Abstract
Localizing significance: Downbeat nystagmus (DBN) was found in lesions in the posterior fossa close to the medullocervical (craniocervical) junction, of the floor of the 4th ventricle and of the cerebellum, especially of the cerebellar flocculi. The occurrence of DBN in a patient demands special differential-diagnostic considerations in Neuro-Ophthalmology. Both congenital and acquired diseases were found in patients with this special kind of nystagmus.
Clinical evaluation has proved a multifactorial cause of DBN. About one-third of the patients with this sign show an Arnold-Chiari malformation. In a cerebellar degeneration this vertical nystagmus type is not rare. It is essential to investigate all the family members to make diagnosis sure if a hereditary disease is suspected. Familial DBN due to spinocerebellar degeneration is one of the commonest causes of DBN. Hereditary downbeat nystagmus was described without additional neurological findings. Magnetic resonance imaging is the method of choice for investigating patients with DBN.

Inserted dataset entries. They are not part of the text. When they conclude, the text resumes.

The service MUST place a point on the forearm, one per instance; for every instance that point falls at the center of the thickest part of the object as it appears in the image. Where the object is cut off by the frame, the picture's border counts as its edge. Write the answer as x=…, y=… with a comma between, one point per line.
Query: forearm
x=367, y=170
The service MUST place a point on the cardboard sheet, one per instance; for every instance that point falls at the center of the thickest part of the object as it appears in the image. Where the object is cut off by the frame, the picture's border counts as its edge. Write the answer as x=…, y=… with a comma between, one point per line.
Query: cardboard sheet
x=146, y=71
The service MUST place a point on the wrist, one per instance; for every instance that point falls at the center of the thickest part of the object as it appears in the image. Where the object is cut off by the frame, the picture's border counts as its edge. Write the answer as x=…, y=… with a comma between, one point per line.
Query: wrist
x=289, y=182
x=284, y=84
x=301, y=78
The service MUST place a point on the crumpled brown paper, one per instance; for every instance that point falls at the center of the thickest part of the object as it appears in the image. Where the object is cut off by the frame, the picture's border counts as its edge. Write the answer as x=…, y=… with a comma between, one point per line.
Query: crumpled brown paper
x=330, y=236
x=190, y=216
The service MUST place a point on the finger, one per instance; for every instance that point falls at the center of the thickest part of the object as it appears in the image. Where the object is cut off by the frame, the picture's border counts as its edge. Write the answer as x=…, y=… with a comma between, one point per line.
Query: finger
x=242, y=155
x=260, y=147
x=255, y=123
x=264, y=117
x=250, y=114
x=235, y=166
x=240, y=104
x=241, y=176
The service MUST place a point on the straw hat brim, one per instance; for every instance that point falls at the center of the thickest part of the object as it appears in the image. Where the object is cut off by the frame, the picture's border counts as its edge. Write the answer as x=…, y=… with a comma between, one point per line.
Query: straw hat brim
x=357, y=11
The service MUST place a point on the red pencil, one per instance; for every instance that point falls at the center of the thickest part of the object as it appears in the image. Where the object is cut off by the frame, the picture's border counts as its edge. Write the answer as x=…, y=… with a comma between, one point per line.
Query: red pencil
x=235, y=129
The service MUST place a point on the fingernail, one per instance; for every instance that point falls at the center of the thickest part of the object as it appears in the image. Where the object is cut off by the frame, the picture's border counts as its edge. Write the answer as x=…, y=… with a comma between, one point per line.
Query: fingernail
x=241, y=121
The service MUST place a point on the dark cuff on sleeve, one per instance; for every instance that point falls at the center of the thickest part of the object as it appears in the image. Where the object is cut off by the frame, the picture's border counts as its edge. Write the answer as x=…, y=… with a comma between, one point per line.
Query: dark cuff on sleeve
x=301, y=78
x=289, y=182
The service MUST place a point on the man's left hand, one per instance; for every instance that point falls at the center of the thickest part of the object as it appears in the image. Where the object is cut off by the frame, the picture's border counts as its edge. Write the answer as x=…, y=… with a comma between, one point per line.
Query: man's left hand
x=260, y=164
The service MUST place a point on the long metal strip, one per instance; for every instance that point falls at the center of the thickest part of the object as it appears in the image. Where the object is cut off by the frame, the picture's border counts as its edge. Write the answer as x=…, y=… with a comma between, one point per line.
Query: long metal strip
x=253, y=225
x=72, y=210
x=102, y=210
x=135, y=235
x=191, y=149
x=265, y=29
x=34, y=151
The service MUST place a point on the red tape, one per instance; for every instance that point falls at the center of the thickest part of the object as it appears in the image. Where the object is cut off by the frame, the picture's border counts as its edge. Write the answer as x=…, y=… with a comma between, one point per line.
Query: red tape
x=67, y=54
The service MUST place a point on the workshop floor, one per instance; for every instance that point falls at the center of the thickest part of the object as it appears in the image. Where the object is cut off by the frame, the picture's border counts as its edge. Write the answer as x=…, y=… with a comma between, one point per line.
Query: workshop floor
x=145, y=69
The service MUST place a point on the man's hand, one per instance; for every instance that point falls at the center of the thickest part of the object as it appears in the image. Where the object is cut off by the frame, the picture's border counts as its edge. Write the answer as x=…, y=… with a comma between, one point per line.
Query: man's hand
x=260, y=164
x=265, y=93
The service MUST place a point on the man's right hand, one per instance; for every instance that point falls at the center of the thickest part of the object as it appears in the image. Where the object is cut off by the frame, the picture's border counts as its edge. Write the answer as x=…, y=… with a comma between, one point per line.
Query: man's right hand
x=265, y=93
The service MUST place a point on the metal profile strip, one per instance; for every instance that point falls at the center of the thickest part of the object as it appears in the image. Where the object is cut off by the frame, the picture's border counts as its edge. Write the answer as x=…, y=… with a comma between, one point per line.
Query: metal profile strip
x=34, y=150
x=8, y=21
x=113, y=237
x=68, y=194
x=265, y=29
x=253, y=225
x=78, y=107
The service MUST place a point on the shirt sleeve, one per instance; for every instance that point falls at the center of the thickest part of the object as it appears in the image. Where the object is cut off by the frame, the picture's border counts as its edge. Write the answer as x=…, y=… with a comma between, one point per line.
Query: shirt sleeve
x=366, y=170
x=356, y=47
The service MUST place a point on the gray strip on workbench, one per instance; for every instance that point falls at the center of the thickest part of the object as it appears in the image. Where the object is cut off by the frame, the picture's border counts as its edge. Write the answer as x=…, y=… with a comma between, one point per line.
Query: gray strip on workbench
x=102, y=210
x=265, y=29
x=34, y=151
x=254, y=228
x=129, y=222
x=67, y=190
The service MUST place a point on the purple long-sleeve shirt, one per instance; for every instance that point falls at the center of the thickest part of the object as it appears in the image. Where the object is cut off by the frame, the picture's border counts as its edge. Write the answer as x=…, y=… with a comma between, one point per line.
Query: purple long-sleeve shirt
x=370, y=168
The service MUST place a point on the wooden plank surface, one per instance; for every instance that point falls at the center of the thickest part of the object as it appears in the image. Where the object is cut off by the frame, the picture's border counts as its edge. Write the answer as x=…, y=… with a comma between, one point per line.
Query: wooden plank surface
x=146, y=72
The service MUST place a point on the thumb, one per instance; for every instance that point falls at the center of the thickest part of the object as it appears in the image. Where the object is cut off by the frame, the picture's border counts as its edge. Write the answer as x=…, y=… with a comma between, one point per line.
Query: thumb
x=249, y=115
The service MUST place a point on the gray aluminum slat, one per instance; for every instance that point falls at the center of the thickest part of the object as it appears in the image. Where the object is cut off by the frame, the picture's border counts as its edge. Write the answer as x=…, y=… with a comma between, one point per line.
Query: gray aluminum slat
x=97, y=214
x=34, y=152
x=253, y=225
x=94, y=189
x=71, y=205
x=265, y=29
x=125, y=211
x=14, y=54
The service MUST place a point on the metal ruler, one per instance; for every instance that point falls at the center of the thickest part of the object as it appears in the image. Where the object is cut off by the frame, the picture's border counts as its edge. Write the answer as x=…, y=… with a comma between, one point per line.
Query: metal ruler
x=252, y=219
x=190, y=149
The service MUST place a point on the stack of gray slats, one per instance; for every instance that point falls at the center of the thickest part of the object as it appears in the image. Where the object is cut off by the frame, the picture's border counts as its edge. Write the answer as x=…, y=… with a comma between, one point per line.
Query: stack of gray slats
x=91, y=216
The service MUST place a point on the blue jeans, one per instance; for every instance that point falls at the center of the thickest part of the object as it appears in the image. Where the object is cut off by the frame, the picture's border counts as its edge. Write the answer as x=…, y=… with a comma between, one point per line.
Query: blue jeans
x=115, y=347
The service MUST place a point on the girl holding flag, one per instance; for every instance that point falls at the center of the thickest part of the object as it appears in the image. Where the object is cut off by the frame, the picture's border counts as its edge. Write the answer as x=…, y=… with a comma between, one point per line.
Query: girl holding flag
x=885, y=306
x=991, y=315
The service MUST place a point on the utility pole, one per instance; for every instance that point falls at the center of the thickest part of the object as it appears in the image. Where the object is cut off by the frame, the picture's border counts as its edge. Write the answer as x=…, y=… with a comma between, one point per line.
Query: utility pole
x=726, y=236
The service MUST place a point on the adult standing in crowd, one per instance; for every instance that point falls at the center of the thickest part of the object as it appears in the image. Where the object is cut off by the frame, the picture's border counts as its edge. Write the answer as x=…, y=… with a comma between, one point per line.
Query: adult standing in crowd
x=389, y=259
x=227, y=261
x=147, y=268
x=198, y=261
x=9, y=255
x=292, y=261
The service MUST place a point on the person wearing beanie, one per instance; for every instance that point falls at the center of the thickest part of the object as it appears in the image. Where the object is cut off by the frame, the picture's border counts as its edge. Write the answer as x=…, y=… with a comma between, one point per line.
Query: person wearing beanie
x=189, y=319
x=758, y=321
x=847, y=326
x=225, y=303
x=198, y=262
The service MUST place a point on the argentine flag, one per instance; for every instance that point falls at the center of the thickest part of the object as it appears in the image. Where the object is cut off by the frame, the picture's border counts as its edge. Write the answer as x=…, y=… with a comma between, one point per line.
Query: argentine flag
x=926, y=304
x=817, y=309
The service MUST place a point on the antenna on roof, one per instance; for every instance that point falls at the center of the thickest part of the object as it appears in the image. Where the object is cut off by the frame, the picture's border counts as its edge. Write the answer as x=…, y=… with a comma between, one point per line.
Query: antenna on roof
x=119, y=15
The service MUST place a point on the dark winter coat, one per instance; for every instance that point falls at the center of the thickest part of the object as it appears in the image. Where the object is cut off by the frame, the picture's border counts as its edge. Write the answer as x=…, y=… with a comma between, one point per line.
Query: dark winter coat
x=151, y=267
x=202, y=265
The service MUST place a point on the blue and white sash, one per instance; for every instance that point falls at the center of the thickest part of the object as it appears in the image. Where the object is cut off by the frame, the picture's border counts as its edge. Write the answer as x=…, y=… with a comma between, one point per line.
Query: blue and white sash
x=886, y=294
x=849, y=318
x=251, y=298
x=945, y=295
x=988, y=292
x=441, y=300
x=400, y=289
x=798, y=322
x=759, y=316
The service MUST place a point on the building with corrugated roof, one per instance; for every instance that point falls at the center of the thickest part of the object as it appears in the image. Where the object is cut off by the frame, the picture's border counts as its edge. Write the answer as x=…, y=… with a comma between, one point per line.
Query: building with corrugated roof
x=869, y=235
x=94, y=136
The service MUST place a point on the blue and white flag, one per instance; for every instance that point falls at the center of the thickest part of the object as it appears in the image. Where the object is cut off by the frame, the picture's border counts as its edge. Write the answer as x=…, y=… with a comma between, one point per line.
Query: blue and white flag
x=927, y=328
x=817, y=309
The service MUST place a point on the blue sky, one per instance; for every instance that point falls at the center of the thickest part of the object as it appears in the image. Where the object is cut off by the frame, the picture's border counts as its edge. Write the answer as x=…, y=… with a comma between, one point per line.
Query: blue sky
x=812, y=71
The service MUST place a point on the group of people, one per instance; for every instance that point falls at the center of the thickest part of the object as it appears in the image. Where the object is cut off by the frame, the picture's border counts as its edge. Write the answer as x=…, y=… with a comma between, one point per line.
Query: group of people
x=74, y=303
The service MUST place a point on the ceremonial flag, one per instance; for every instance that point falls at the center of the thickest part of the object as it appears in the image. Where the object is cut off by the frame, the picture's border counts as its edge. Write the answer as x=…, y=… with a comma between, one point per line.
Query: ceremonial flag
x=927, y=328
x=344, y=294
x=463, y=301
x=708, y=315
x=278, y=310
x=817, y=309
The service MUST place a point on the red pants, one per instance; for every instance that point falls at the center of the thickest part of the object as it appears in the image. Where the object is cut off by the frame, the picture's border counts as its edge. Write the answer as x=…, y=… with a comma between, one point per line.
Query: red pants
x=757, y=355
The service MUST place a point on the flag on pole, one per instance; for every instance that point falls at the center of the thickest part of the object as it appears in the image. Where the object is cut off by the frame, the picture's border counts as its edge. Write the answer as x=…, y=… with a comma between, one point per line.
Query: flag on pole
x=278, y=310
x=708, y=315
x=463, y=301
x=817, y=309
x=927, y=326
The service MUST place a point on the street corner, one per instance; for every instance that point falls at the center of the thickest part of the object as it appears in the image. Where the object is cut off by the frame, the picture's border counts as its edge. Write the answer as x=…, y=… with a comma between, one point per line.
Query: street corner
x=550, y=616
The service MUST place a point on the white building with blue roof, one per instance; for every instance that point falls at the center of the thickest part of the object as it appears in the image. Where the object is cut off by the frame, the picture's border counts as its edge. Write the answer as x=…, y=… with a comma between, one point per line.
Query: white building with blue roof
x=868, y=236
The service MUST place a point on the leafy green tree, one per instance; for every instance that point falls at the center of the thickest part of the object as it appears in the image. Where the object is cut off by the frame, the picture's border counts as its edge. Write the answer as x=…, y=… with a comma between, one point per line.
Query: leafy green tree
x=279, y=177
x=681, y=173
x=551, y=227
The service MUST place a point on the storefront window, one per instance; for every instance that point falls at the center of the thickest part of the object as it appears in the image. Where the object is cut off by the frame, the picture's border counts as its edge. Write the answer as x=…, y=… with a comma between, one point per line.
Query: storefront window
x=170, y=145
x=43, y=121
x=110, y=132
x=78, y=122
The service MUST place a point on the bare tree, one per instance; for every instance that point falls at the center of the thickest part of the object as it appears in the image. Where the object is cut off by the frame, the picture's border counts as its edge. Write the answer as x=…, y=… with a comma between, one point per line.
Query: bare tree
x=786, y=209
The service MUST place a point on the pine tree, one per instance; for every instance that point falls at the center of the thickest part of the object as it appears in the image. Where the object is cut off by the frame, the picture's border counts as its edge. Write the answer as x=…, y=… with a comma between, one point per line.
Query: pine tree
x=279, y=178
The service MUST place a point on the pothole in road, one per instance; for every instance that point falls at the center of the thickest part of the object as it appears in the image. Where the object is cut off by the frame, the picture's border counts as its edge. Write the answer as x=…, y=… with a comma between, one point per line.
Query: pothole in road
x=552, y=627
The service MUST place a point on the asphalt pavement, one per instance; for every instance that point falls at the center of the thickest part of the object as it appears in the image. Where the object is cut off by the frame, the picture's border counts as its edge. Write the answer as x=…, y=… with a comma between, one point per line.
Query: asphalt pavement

Clonazepam, prism therapy, or a Kestenbaum-type operation, or artificial retinal image stabilization can be helpful in patients who suffer from nystagmus-induced oscillopsia.
The mechanism of DBN remains controversial. The mechanism postulated for DBN supposes that it reflects imbalance of tonic vestibular control in the vertical canal system or, alternatively, that it results from defective smooth pursuit mechanisms in the vertical plane.
A large series of 62 patients with DBN showed that in about 40% the cause remained undiagnosed despite detailed neurological and neuroradiological investigations.